Il y eut un court silence, finalement, Buck reprit :
- J’ai envie de voir personne.
- J’avais un truc pour toi… pourquoi tu fais la tête ?
- Je suis fatigué.
- Ouvre-moi, grand imbécile, j’ai besoin de te parler.
- Pour quoi faire, depuis quand ma vie t’intéresse !
- Bucky ! Tu es mon ami depuis toujours, si tu vas mal, ça m’intéresse.
- Je vais très bien.
- Bon, fit Steve, je pose ça par-terre et je m’en vais.
La menace fit son effet. Dans la pièce, des pas se firent entendre.
- Non Steve ! Pars pas…
La clef tourna dans la serrure. Buck ouvrit. Il apparut, la chemise débraillée, sortie du pantalon, les cheveux emmêlés. Il avait maigri, il avait les yeux cernés, la bouche triste. Steve entra. L’autre referma la porte à clef avant de retourner s’allonger sur son lit. Il enlaça son oreiller difforme et y fourra son nez boudeur. Steve s’assit près de lui. Il vit l’ours en peluche tombé sur le ventre sur un coin du matelas, son regard revint vers Buck. Il eut envie de passer sa main dans les cheveux ébouriffés, il chassa l’idée, c’était ridicule, Buck n’était plus un petit garçon.
- Bucky, dit-il, c’est ton anniversaire…
- Je sais.
- J’ai un cadeau pour toi.
Il posa le petit paquet sur le chevet en ajoutant :
- Bon anniversaire, mon vieux…
- Merci, c’est gentil… mais tu sais, le fait que je sois né n’a rien de glorieux, c’est une calamité…
- Ne dis pas de connerie.
Buck lâcha son oreiller pour s’asseoir près de Steve. Il arracha le papier cadeau et sourit en voyant l’emballage de la bouteille.

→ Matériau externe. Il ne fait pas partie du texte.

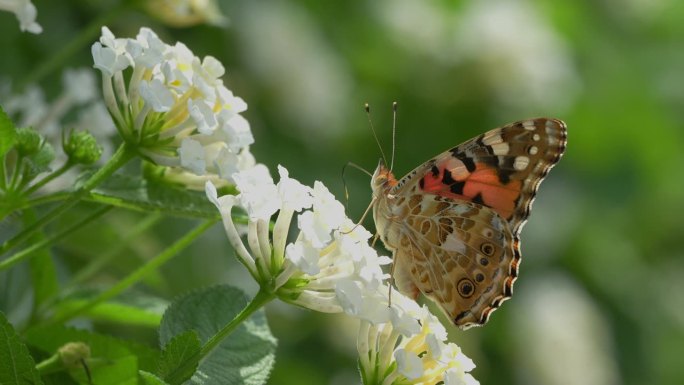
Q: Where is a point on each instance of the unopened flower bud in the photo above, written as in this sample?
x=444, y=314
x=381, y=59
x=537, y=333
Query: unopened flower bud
x=72, y=353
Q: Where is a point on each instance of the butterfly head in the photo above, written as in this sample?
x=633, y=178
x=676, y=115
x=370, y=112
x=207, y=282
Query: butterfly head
x=383, y=179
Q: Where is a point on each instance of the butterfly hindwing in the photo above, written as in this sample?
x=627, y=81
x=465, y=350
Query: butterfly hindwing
x=501, y=168
x=459, y=254
x=453, y=223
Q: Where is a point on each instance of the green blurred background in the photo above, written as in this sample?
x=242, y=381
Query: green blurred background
x=601, y=294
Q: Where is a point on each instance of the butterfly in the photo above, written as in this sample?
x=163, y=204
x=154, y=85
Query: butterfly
x=453, y=223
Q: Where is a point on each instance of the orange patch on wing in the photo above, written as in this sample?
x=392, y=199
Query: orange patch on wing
x=501, y=197
x=484, y=181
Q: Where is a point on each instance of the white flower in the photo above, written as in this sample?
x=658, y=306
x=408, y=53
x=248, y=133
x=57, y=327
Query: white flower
x=185, y=13
x=331, y=272
x=26, y=14
x=173, y=109
x=416, y=341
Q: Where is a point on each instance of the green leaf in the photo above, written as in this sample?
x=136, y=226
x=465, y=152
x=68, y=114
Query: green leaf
x=139, y=194
x=16, y=365
x=185, y=346
x=147, y=378
x=112, y=361
x=8, y=133
x=246, y=357
x=116, y=312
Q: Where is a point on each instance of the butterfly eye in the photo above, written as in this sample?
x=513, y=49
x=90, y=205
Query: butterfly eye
x=466, y=288
x=487, y=248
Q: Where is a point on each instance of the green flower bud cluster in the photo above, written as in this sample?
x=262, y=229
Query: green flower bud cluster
x=82, y=148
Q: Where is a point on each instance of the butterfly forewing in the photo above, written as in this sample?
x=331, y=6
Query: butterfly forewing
x=453, y=222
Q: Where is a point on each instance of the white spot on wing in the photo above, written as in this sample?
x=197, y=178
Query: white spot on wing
x=500, y=148
x=529, y=125
x=521, y=163
x=491, y=138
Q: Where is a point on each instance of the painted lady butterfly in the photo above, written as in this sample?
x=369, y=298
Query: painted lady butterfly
x=453, y=223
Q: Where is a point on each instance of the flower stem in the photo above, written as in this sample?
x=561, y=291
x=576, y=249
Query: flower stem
x=262, y=298
x=31, y=250
x=120, y=158
x=138, y=274
x=48, y=178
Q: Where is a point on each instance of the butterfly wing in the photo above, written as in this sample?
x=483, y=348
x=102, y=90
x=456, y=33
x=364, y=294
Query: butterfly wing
x=501, y=168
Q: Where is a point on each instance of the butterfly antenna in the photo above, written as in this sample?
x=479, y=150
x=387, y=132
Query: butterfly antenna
x=344, y=181
x=394, y=132
x=384, y=158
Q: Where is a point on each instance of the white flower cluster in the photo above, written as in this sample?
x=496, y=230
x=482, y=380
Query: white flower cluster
x=329, y=254
x=184, y=13
x=331, y=268
x=77, y=108
x=410, y=348
x=174, y=109
x=26, y=13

- Tu me dis toujours que j’en mets trop et tu m’en offre !
- C’est pour t’éviter de te ruiner…
Buck ouvrit le flacon, mouilla le bout de son doigt le renifla, puis dit en le posant sur le bout du nez de Steve.
- Ça sent bon.
Il referma la bouteille la boite, la posa sur le chevet et se recoucha, cette fois sur le dos, les bras derrière la nuque.
- Merci, Steve, je te prendrais bien dans mes bras mais je sais que tu n’aimes pas ça…

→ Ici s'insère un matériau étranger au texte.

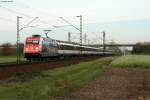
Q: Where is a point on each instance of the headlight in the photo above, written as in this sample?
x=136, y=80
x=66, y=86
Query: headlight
x=37, y=48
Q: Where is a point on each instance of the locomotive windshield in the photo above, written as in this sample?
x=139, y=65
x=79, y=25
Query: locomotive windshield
x=32, y=42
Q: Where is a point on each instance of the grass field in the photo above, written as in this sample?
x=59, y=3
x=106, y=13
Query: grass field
x=132, y=61
x=4, y=59
x=57, y=82
x=61, y=81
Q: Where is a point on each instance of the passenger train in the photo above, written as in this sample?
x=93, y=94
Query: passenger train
x=37, y=47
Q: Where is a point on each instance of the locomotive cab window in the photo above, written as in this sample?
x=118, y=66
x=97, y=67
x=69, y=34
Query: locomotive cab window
x=32, y=42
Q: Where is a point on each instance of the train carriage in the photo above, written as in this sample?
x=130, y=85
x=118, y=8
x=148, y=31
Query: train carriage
x=37, y=47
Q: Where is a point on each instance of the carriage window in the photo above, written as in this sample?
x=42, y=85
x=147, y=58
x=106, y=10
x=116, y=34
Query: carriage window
x=32, y=42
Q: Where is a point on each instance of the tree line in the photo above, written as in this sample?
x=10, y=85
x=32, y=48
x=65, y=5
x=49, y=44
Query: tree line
x=8, y=49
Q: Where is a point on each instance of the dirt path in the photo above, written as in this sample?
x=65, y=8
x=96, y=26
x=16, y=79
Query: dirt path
x=116, y=84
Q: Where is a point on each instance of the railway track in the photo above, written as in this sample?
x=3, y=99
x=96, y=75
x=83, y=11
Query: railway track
x=11, y=69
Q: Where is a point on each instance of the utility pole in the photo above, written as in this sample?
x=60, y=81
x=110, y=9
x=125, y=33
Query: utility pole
x=69, y=37
x=104, y=41
x=18, y=39
x=46, y=32
x=85, y=37
x=80, y=29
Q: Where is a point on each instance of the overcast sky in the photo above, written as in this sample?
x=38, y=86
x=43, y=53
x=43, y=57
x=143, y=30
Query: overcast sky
x=125, y=21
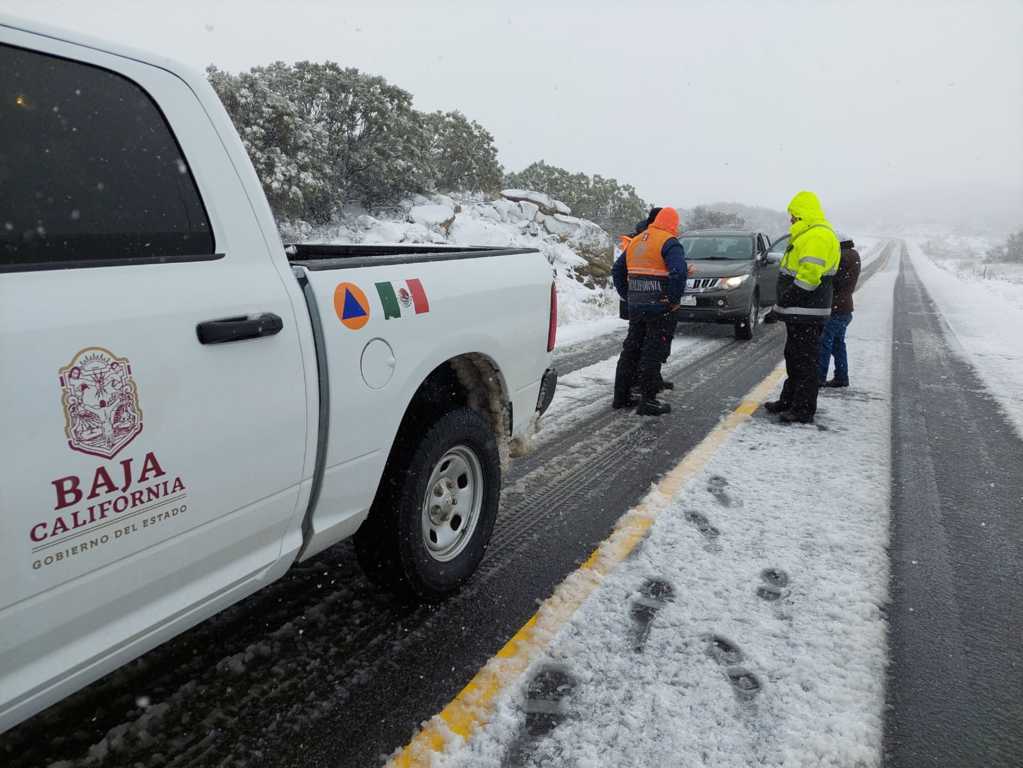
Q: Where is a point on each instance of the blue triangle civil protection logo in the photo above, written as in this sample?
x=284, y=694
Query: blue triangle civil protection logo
x=352, y=308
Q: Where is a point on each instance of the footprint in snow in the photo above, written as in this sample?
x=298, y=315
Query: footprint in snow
x=702, y=524
x=729, y=656
x=546, y=707
x=716, y=487
x=654, y=594
x=775, y=581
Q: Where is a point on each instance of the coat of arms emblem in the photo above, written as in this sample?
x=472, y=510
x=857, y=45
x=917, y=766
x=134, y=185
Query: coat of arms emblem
x=100, y=403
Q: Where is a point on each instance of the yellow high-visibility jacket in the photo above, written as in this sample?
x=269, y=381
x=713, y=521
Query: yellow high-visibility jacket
x=809, y=264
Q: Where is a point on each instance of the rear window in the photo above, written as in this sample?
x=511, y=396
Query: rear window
x=90, y=172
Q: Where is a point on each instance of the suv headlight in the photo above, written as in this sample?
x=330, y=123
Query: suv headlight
x=734, y=282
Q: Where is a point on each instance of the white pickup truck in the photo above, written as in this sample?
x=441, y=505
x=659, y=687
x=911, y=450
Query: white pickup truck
x=188, y=406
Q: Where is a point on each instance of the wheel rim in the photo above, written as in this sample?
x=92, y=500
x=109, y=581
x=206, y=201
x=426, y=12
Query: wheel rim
x=451, y=507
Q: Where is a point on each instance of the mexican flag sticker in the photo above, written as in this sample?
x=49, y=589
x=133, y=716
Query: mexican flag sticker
x=403, y=299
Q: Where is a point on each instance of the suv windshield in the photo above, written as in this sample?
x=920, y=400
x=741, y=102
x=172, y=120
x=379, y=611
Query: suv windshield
x=738, y=249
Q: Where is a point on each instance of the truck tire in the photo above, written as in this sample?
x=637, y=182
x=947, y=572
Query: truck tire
x=746, y=328
x=433, y=516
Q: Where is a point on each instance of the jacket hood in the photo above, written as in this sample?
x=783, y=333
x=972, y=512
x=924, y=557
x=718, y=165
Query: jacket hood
x=806, y=208
x=667, y=220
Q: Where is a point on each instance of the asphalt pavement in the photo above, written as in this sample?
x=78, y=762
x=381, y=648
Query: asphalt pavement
x=955, y=676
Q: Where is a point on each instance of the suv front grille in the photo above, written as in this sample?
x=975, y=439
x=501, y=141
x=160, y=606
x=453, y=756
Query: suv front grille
x=699, y=284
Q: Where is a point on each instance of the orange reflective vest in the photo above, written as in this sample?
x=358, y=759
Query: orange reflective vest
x=643, y=254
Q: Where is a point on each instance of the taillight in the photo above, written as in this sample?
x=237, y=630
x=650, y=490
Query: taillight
x=552, y=328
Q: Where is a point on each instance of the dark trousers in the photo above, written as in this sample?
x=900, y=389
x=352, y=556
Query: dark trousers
x=671, y=325
x=833, y=344
x=802, y=356
x=646, y=347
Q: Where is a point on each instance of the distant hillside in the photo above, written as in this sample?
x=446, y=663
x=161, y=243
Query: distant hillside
x=774, y=223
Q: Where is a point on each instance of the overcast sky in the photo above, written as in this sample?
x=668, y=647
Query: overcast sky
x=688, y=101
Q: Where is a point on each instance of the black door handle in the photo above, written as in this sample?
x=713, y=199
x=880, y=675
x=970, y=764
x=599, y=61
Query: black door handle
x=238, y=328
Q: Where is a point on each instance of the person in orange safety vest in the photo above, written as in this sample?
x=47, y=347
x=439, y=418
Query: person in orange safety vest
x=650, y=275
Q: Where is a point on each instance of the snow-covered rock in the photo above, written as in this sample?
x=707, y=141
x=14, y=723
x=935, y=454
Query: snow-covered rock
x=544, y=201
x=431, y=214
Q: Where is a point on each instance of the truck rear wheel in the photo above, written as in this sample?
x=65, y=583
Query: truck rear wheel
x=432, y=520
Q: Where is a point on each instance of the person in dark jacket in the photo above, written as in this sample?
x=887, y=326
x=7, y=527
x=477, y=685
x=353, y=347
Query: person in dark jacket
x=833, y=337
x=651, y=276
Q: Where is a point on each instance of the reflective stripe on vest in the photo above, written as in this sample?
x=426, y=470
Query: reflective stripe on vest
x=643, y=254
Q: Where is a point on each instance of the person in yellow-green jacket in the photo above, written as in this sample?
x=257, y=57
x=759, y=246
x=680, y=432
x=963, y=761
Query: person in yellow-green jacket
x=804, y=304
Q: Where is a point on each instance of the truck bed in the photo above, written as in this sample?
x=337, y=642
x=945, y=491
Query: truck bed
x=316, y=257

- Si ça peut te faire plaisir, je ferais l’effort.
L’autre se redressa d’un coup. Il saisit son compagnon et le pressa contre lui de toutes ses forces. Steve en eut le souffle coupé. Ensuite, il resta à l’observer en le tenant toujours par les épaules. Il sourit encore une fois en remarquant :
- Tu sens bon…
- Tu m’as mis de l’aftershave sur le nez.
- Tu me manques, Steve…
Surpris, celui-ci constata :
- C’est toi qui disparaît sans donner de nouvelles !
- Je ne peux pas faire autrement…
- T’es vraiment bizarre, Buck, parfois.
- Tu ne peux pas comprendre.
- Si tu m’expliquais, j’y arriverais peut-être.
- Non…
- Tu fais chier, Buck, tu le sais ça !
- Si tu le dis.
- J’ai l’impression que tu ne me fais pas confiance ! Je suis ton ami, si tu ne me parle pas, à moi, à qui tu te confieras ?

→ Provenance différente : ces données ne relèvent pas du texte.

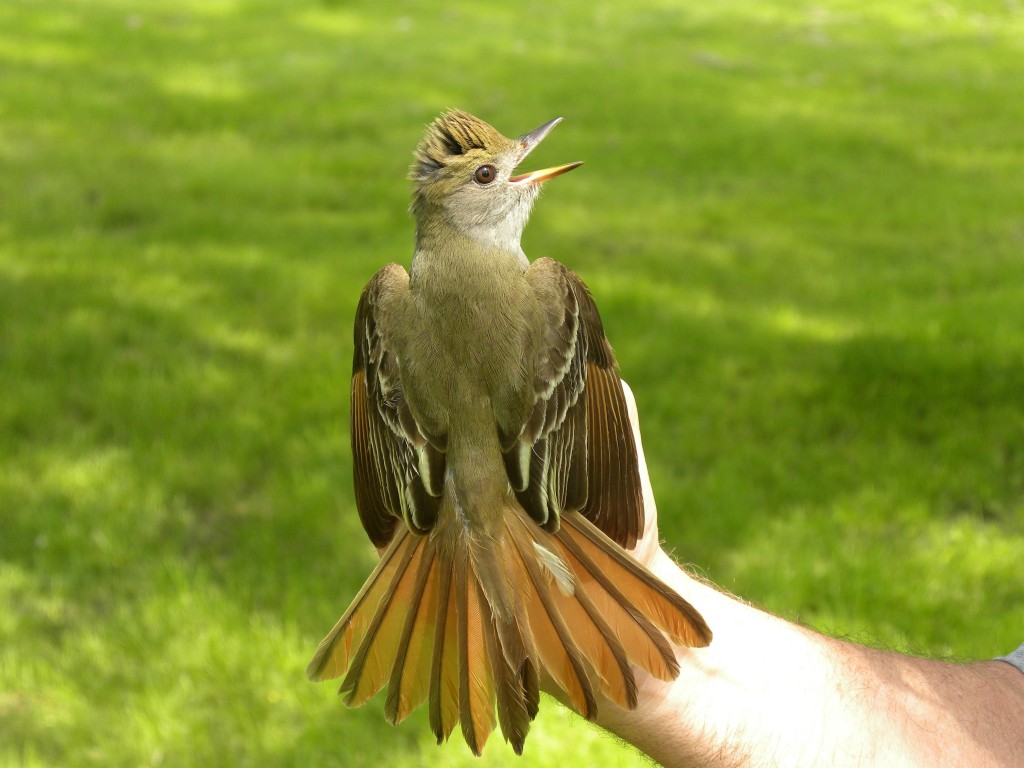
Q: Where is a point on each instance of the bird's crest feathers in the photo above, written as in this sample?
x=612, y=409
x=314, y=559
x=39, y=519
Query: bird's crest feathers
x=452, y=135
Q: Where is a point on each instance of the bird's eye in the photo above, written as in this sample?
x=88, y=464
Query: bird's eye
x=485, y=174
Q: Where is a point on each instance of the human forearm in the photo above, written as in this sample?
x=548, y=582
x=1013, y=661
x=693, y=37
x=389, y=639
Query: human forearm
x=768, y=692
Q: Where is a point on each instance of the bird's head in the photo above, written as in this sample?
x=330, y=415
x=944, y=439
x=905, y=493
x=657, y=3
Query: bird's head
x=464, y=176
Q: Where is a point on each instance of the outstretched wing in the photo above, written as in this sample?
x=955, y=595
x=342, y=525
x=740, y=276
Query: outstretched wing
x=577, y=450
x=396, y=472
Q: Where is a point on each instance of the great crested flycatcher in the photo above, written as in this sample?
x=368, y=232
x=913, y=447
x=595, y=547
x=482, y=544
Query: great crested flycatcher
x=496, y=468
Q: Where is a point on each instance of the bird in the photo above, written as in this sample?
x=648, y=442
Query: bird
x=495, y=469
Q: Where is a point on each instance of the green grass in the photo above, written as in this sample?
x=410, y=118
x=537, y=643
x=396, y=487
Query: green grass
x=803, y=222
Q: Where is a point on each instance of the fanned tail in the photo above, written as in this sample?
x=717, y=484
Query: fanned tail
x=474, y=624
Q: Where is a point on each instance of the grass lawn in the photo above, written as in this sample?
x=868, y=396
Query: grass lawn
x=803, y=221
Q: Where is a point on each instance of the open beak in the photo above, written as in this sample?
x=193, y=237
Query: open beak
x=528, y=141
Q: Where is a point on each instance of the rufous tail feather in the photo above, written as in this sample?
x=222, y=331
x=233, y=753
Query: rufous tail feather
x=472, y=628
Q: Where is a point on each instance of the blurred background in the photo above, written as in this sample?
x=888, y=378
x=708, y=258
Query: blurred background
x=803, y=222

- A personne, je n’ai rien a confier à personne.
- Tu vas mal, tu crois que je ne le vois pas ?!
- Je m’en sors comme je peux… Steve, je fais au mieux…
- Tu appelles ça, « faire au mieux » ! tu t’es regardé ? Tu as maigri, tu as les cheveux trop longs, les yeux battus ! qu’est ce que tu fabriques ? Tu vois une fille ces derniers temps ?
- Non, rien de sérieux en tout cas.
- Ça veut dire quoi, ça ! Que t’en change tous les jours ?
- C’est un peu ça.
- Je ne pense pas que faire ça puisse te rendre heureux !
- Rien ne peut me rendre heureux.
- Merde.
- Comme tu dis…
Buck s’était de nouveau allongé, les bras croisés sous la nuque. Steve insista :
- Tu étais où ces derniers jours ?
- Chez des filles…
- Ça te sert à quoi de jouer à ça. Tu ne crois pas qu’une relation sérieuse serait plus productive.
- La personne que j’aime ne veut pas d’une relation sérieuse.
- Mais c’est qui cette fille ? Tu m’en parles tout le temps !
- Laisse tomber, Steve.
- Non, je veux savoir ce qu’elle a de si particulier !
- Elle ne m’aime pas comme je l’aime, c’est tout.
- Alors, passe à autre chose !
- Je ne peux pas. Cette personne c’est toute ma vie, je me détruis parce que sans elle, je ne suis rien.
- Mais Bucky ! Des filles il y en a d’autres !
- Je sais, c’est pour ça que je me change les idées avec les autres.
- Ça n’a pas l’air d’être la solution miracle, t’as l’air de plus en plus malheureux !
- C’est vrai ? tu trouves que j’ai l’air malheureux ?
- Oui, t’as une tête de chien battu, ça me fait de la peine. Il faut que tu oublies cette fille.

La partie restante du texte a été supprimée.